Furthermore, different people have varying degrees of body awareness. They also learn at different speeds and tolerate exercise in different ways. For diastasis recti exercises to be successful, the rate of progression needs to be individualized. What’s too slow for one person can be too fast for the next.
And finally, NONE of these exercises matter if you don’t carry it over into your everyday life. Moving all day in a way that doesn’t regulate intra-abdominal pressure will negate even the very best exercise in the world. No matter how much you exercise, odds are you spend more of your day NOT exercising.
How to make everything a diastasis recti exercise
It should be apparent now that there is no one magical exercise or group of exercises that will heal your diastasis. If I gave you a list of diastasis recti exercises at the end of this post, I firmly believe I would be doing you a disservice. There is no way without talking to you and watching you move that I can pick out the 5 best exercises for YOU. In addition, giving you a list of supposedly successful exercises would actually inhibit your own understanding of your body.

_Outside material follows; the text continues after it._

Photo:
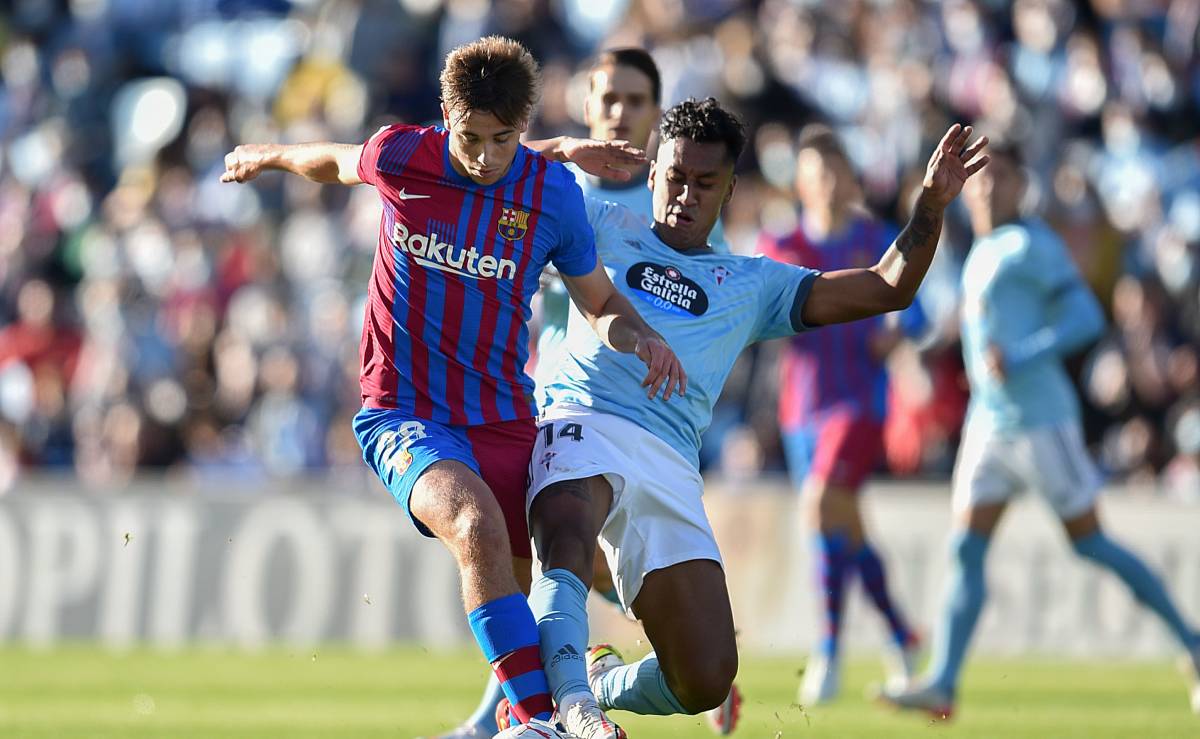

However, if you want to find those exercises, first, you need to understand the specifics of your own diastasis and how it changes with movement. You’ll need to learn when to increase or decrease intra-abdominal pressure and which postures help you do this. After that, the exercises to progress you are endless.
If you need guidance, start with finding a good pelvic floor physical therapist. For assistance in locating one, you can find more information here or here. You can also learn more about problem solving with your own body here.
Whatever route you choose, the RIGHT diastasis recti exercises can be hugely beneficial to your progress. Just keep in mind that those exercises must evolve over time to meet your changing needs. And most important of all, your recovery has to extend beyond an exercise routine. You need to apply what you’ve learned about posture and pressure regulation when you close the sliding glass door, pick up your baby, or brush your teeth. Only then will you see carryover into everyday life and the resumption of normal function.